Un rapprochement PlayStation/Bungie ne coule pas de source, tant ces deux entités parlent à une catégorie de joueurs bien distinctes. Le constructeur est réputé pour ses aventures solo, dont le fameux A-RPG qui a fait le bonheur des joueurs et des comptables de Sony sur la génération précédente. D’un autre côté, nous avons Bungie, qui est certes connu pour le solo de Halo mais surtout pour ses campagnes multi et bien sûr pour Destiny.
Dès lors, on peut parfaitement entendre l’inquiétude des fans de PlayStation qui pourraient craindre que la rentabilité des multis et autres Gaas viennent compromettre ce qui fait l’ADN de la firme japonaise.

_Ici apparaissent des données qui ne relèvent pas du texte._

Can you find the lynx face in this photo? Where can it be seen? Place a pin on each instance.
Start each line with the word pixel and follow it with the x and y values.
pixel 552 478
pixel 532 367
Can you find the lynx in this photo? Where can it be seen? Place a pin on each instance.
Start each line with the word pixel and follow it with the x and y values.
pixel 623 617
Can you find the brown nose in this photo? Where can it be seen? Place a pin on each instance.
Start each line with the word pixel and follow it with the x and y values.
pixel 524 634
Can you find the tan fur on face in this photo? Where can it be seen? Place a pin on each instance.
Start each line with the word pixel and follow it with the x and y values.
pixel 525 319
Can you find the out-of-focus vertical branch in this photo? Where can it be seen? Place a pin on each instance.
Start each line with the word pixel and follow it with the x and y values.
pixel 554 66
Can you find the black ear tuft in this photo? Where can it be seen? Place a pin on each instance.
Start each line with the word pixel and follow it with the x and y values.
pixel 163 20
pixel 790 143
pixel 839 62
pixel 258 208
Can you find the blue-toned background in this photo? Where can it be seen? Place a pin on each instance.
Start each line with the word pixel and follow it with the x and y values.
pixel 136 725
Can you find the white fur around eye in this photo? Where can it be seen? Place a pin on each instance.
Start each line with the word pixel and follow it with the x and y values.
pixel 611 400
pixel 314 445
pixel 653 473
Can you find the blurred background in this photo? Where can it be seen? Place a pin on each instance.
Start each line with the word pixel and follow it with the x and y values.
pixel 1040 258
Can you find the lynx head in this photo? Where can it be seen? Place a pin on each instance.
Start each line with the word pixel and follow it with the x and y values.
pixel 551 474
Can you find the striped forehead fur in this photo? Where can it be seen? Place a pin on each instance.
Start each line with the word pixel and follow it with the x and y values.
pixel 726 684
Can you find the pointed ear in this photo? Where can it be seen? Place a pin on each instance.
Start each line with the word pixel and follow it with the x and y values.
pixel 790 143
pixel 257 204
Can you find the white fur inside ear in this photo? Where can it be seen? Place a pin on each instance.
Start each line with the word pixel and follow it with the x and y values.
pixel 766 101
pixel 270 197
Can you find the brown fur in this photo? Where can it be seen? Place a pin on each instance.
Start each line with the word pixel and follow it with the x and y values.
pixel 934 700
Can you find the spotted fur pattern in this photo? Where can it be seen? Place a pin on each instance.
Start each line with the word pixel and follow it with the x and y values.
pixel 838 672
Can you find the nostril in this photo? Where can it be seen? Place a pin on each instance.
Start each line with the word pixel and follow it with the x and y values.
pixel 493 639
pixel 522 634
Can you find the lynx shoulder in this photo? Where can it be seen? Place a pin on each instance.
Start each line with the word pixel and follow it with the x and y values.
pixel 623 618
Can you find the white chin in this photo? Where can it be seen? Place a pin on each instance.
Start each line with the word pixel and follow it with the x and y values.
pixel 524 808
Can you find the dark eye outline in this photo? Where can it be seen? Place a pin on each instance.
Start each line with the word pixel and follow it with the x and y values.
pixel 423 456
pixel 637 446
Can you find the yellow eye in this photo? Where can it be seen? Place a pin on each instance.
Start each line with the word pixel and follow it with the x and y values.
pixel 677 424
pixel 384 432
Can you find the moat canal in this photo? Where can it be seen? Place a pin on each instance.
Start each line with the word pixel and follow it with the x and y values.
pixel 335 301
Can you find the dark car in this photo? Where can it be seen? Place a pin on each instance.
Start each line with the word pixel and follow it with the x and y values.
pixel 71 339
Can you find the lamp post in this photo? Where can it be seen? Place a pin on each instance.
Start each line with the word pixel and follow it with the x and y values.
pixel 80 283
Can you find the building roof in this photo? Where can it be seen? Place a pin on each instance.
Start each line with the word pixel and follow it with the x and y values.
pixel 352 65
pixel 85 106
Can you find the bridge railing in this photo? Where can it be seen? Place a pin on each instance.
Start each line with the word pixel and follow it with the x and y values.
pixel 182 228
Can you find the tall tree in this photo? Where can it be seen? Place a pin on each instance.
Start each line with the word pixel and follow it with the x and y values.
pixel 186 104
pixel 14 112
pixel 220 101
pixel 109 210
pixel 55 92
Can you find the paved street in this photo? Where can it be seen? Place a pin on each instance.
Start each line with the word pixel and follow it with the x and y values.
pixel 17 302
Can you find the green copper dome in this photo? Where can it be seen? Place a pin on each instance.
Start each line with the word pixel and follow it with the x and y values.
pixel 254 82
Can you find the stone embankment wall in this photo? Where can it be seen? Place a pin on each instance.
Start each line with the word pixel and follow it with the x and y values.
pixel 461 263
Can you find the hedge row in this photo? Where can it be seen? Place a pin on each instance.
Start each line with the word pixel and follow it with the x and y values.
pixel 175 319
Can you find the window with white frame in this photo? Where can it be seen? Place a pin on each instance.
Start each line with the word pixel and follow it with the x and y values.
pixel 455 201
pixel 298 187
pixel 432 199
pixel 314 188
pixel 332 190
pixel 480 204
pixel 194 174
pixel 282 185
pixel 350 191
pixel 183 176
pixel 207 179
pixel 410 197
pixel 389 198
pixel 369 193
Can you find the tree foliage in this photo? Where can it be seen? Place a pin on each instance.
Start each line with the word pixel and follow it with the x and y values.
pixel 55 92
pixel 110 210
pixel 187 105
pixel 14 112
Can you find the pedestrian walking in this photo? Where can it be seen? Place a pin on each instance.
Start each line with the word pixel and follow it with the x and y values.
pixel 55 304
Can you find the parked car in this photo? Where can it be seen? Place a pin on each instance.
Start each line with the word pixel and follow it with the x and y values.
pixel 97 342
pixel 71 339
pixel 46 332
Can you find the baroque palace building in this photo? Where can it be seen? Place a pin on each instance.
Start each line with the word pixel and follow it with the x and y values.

Qu’on se le dise, cela n’arrivera pas. Et pour une raison simple : Sony a besoin de ses aventures solo qui sont le porte-étendard de la marque PlayStation mais aussi un produit d’appel pour acheter des consoles et s’abonner à un futur GamePass Like. En revanche, Sony ne peut laisser filer l’expérience multi et sa lucrativité à la concurrence. Surtout quand celle-ci a déjà une bonne avance dans le domaine.
L’avenir de PlayStation se dessine donc autour de deux grands axes : des solos exclus à la console pour augmenter sa base de fans, et les GAAS pour s’assurer une rentabilité sur le long terme.
Diversifier sa source de revenus
Miser sur les Gaas, c’est aussi une manière de lisser les risques d’un éventuel flop d’une production solo. Si jusqu’à présent, ce n’est jamais véritablement arrivé, l’expérience Days Gone et sa production houleuse et coûteuse a certainement secoué les esprits en haut lieu.
Les coûts de production des AAA explosent et le moindre petit grain de sable dans la machine peut amenuiser les ambitions d’un éditeur, le tout sanctionné par une perte financière importante. L’idée de PlayStation, c’est donc de mettre ses œufs dans différents paniers pour évidemment accroitre la rentabilité de l’entreprise, tout en limitant les risques d’un éventuel insuccès.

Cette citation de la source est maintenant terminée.